L’estremista che è diventato felpato. E Grillo non direbbe di no

Solo il tempo potrà dire quanto sarà stata pesante la botta presa da Luigi Di Maio. Nessuno sa se è un incassatore: data la giovane età, il ragazzo potrebbe smarrirsi, deprimersi. Perché la botta è forte. E siccome un partito non può restare senza leadership, potrebbe scoccare presto l’ora di Alessandro Di Battista.

Il suicidio romano del M5S è deflagrato sulla testa dell’ (ex) capo del M5S – messo sul banco degli imputati dai suoi colleghi, in fuga dalle tv – come era impossibile da prevedere fino a pochi giorni fa. Di Maio è alle corde, se non al tappeto. Lo inchiodano le mail. “Non poteva non sapere”, ha detto stamane a Omnibus con gelida formula il “reprobo” Pizzarotti, quello che sta “sulla riva del fiume” e addirittura prende in considerazione l’ipotesi di guidare il (nuovo) M5S. Ma non pare uno scenario realistico.
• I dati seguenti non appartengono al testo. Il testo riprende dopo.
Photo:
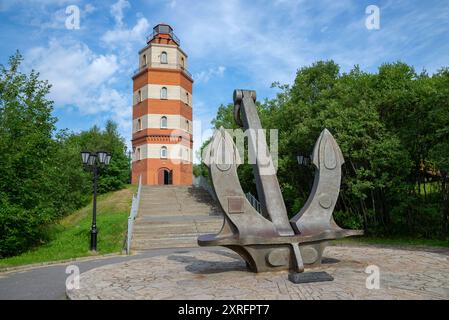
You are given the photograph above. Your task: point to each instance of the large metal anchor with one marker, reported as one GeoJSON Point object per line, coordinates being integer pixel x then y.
{"type": "Point", "coordinates": [269, 241]}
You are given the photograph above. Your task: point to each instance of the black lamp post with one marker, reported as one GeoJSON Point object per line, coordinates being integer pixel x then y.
{"type": "Point", "coordinates": [94, 161]}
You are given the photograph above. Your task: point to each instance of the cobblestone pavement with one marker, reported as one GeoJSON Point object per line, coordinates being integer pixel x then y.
{"type": "Point", "coordinates": [221, 274]}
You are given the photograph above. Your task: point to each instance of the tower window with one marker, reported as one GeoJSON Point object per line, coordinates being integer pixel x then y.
{"type": "Point", "coordinates": [164, 122]}
{"type": "Point", "coordinates": [139, 124]}
{"type": "Point", "coordinates": [139, 96]}
{"type": "Point", "coordinates": [164, 93]}
{"type": "Point", "coordinates": [164, 57]}
{"type": "Point", "coordinates": [164, 152]}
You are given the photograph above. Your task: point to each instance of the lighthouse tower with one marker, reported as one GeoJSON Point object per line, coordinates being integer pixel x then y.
{"type": "Point", "coordinates": [162, 137]}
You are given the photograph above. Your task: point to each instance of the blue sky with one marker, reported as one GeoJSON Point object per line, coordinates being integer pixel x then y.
{"type": "Point", "coordinates": [231, 44]}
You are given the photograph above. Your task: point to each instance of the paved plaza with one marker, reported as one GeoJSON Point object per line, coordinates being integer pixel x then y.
{"type": "Point", "coordinates": [221, 274]}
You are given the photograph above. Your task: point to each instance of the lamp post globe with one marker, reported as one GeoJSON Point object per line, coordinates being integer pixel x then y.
{"type": "Point", "coordinates": [85, 156]}
{"type": "Point", "coordinates": [108, 159]}
{"type": "Point", "coordinates": [89, 159]}
{"type": "Point", "coordinates": [102, 156]}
Improvvisamente si scopre che non c’è nessuno pronto a prendere le parti dell’ (ex) candidato a palazzo Chigi. Come sempre in questi casi si squagliano un po’ tutti. Le “truppe dimaiane” si assottigliano.

Gli occhi si spostano dunque su Dibba. Che non a caso in questa vicenda appare più defilato, preferendo andare in giro con il suo moto-tour per il No al referendum e si dice che sia molto eccitato per le sue performance, che in effetti hanno raccolto pubblico ad ogni tappa. D’altronde ha giocato la carta anti-referendaria per intestarsi una eventuale vittoria del No, mentre Di Maio su questo è sempre stato più incerto.

Eppure fra Di Battista e Di Maio i rapporti non sono  mai stati cattivi. Addirittura si favoleggiò su un patto fra i due che prevedeva palazzo Chigi al napoletano e la Farnesina al romano. I due cavalli di razza hanno finora marciato assieme. Ma adesso la situazione è cambiata. Il primo cavallo è azzoppato, resta il secondo.

Dietro il violento scontro di queste ore fra la Raggi e il Direttorio si può scorgere in filigrana anche lui, Di Battista, da sempre sostenitore della sindaca. Ma nemmeno su questo lui si sta esponendo troppo. “Vado a Roma dove ci sono un po’ di problemi”, ha detto ieri con tono da Wolf di Pulp fiction. Più che risolvere, pare che Dibba si limiti ad assistere all’agonia di un certo modo di guidare il Movimento. 

Ecco, Alessandro Di Battista potrebbe “parlare” ai “movimentisti della prima ora” in contrapposizione al politicismo di Di Maio. E di certo Beppe Grillo non direbbe di no a una svolta del genere, anzi.

Attenzione dunque alle prossime mosse di Dibba, l’estremista costretto a diventare felpato. Se vuole fare il numero uno.